The jacket summary asks, "What if our pain was the most beautiful thing about us?" but I do not believe that The Illumination affirms that question. While the phenomenon of each individual's pain showing up as light is fascinating, even beautiful, it does not bring about any increase of empathy or kindness, (nor a decrease of violence or harm) in the world. Neither does any character's pain result in a predictable outcome; some find love or friendship, and some are doomed. Nonetheless, Brockmeier's ideas are intriguing. Just imagine if we could see everyone else's pain, not to mention our own, as a glow, a ray, a blaze or a glitter of light. At the very least, one would ponder the meaning, the importance and the role of pain in someone's life.
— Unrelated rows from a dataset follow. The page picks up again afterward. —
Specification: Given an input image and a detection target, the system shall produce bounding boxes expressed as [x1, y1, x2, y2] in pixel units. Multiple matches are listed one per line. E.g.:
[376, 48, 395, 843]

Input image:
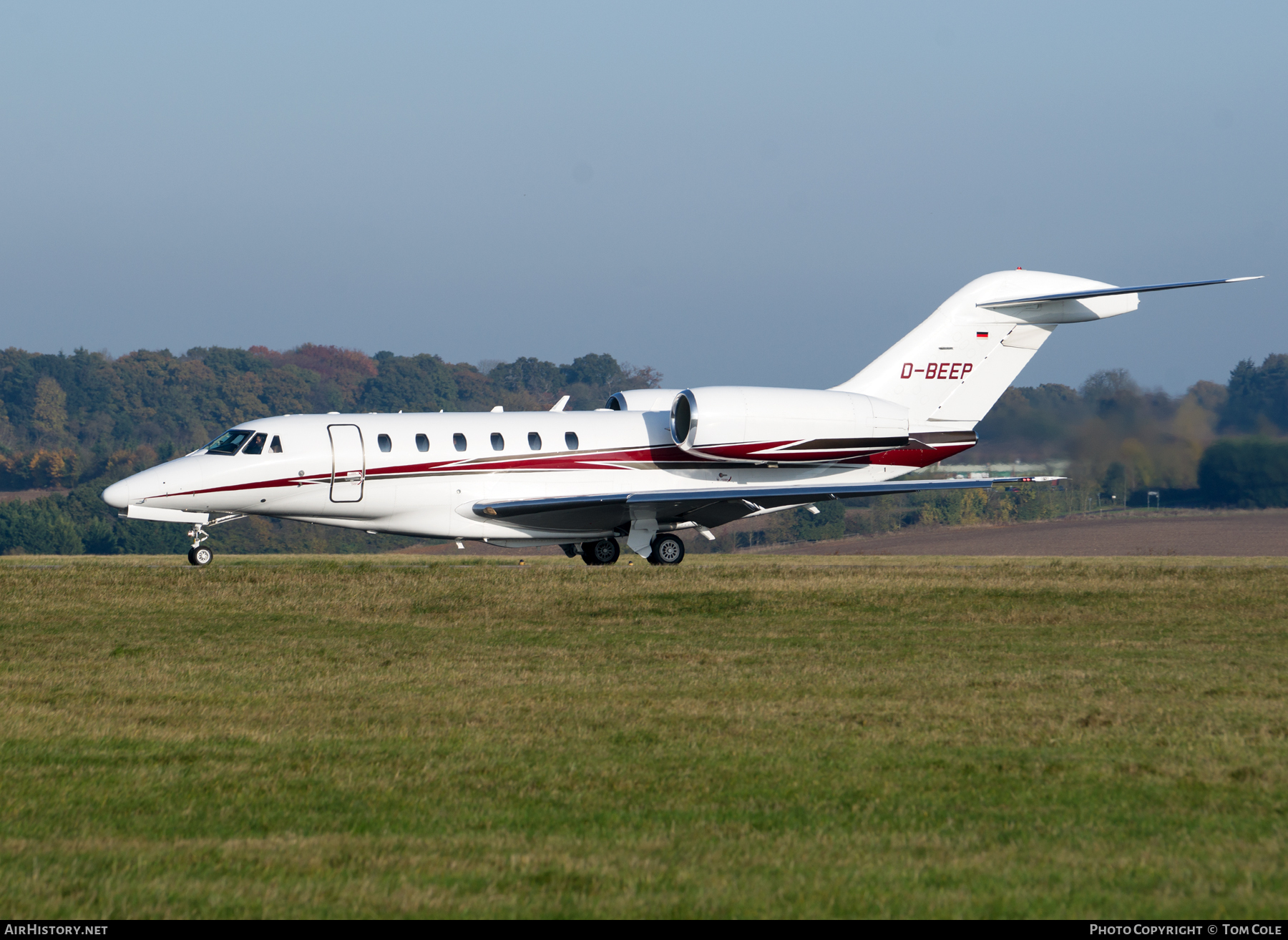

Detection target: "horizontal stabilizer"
[975, 274, 1265, 310]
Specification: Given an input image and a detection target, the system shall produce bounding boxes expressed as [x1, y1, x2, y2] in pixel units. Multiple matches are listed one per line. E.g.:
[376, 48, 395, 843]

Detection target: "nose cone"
[103, 479, 130, 509]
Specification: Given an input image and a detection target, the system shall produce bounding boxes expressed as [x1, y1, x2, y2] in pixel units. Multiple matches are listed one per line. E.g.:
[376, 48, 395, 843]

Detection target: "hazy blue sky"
[0, 0, 1288, 391]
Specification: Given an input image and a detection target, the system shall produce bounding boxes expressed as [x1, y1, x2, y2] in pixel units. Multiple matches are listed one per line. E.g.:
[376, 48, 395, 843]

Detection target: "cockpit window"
[205, 428, 263, 456]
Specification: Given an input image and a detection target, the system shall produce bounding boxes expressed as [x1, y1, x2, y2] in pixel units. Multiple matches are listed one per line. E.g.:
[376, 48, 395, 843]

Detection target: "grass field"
[0, 557, 1288, 918]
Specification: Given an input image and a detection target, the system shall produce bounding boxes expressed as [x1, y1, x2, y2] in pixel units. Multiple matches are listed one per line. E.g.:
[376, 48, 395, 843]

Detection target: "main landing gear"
[564, 533, 684, 565]
[581, 538, 622, 565]
[648, 533, 684, 565]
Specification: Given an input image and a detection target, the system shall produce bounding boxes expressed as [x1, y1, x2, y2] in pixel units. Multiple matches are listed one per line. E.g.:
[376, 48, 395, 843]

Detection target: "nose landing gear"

None but the most insensitive of readers could come to the end of The Illumination without having her relationship with pain altered.
In beautiful sentences, with startling images of injuries, bodies, color and light, but most of all in his acute penetration into human longings and failings, Brockmeier creates a symphony in six movements that brings the reader face to face with life in all its harsh reality and unlimited possibility. Just as the reader becomes invested in one character's story, Brockmeier moves on to another, leaving the outcome of each story to the reader's imagination, and the finale is a dream of hope and a promise of eternity.
In an interview for Del Sol Literary Dialogues Kevin Brockmeier asks, "So why do I place my characters in fantastic, absurd situations? My first and most honest answer would be that it's a way of activating my imagination... So the element of fantasy that runs through my stories is mainly practical. That said, I do think the universe we live in is itself a fantastic place, filled with wonders, and that our minds are constructed so as to see within the world around us reflections of our own consciousness."
The Illumination has garnered mostly glowing reviews for its meticulous writing and its emphasis on love and connection, but an underlying sense of sorrow and loss and an unapologetically direct look at human suffering move the novel outside the realm of complete reassurance or comfort regarding life. It is recommended to readers willing to suspend a certain amount of disbelief in order to look at life, and the world, from a new perspective.